As the DN.se story observes, the fighter reaction from the Russians is as normal as the use of the radars. DN.se’s narrative reveals that Swedish air controllers have watched the same U.S. reconnaissance route and Russian fighter reaction play out as many as 50 times in recent months (especially since the U.S. beefed up our presence in northeastern Europe after the invasion of Ukraine).
But never before has the USAF RC-135 reacted by fleeing into Swedish air space. According to DN.se, which interviewed a military air control official in Sweden, the RC-135 requested permission to enter Swedish air space, but was denied permission. (Sweden is not a member of NATO.) The U.S. aircraft then entered Swedish air space anyway, flying over the island of Gotland.
The reason for exercising force majeure that way would be to take refuge in air space the Russian fighters were unlikely to penetrate. Another purpose would be to ensure that if the Russians used a surface-to-air missile from the S-400 system against the RC-135, they would have to fire it into Swedish air space. The map shows the RC-135’s track in and out of Swedish air space.
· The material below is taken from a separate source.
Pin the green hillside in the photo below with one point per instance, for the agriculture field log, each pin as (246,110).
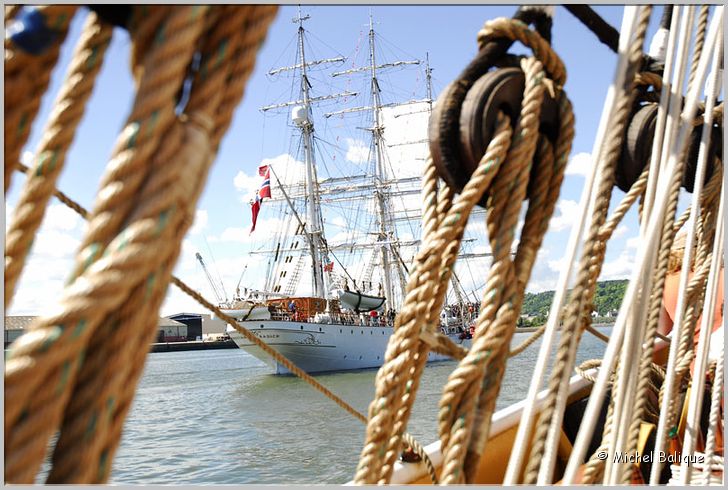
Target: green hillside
(607,299)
This is another too-close-for-comfort incident like the dangerous intercept executed in April by a Russian fighter in the Far East against another RC-135 – that one a special-purpose aircraft called an RC-135U on a “Combat Sent” mission. During the intercept, on 23 April over the Sea of Okhotsk, the Russian fighter cut across the RC-135U’s flight path, coming with 100 feet of the aircraft’s nose.
The Sea of Okhotsk is not a place where it would be easy for U.S. fighters to escort our big, slow-moving reconnaissance aircraft, like the RC-135 or the Navy’s P-3/EP-3E or P-8 airframes, none of which is armed for aerial combat.
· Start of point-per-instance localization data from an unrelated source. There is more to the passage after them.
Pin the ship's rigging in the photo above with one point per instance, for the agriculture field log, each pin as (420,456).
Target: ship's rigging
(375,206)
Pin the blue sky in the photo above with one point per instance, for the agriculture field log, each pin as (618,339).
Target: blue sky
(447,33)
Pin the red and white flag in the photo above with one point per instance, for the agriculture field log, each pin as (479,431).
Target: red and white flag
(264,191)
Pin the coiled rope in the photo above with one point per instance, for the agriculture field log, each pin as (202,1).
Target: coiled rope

But we have a constant, augmented presence of U.S. and/or NATO fighters in Poland and the Baltic Republics, which we have maintained since March 2014. And there are no geographic obstacles to using those fighters for protecting our reconnaissance aircraft. From the Baltic Republic airfields, the fighters would be in position almost as soon as they took off. Assuming the U.S. RC-135 was indeed in international air space when the Russian fighter(s) approached it – and we have the Swedish reporting to confirm that, as well as the statement of the U.S. official – we are left with the question whether the RC-135 was on its own on 18 July, and if so, why.
Who’s running this show? The natural concern about this incident is sharpened by its revelation in U.S. media coincident with the 50th anniversary of the “Gulf of Tonkin incident” of August 1964. In the Gulf of Tonkin, the USS Maddox (DD-731) was on a signals-intelligence collection patrol, in a situation with key similarities to that of the eastern Baltic Sea in July 2014: no official hostilities between the U.S. and any local party, but extreme sensitivity on the part of the intelligence-collection target, and a provocative, but underarmed – and frankly ill-prepared and ill-thought-out – U.S. force posture.
The “DESOTO” intelligence patrols in 1964 were classic Robert S. McNamara. They were a bad idea then, and anything like them remains a bad idea today. There’s a limit to what we can do about Russia’s behavior – but we have full control of ours, and we shouldn’t ever have to see an RC-135 fleeing into another nation’s air space again. Nor should we leave an unstable situation to fester, and potentially back us – as the Gulf of Tonkin incident was long thought to have done – into a level of confrontation we didn’t intend.
Congress has a lot to grapple with right now, but this must take precedence. The 18 July event needs investigation. It’s just more bad news on the national defense front, but if we get these things wrong, none of the rest will matter.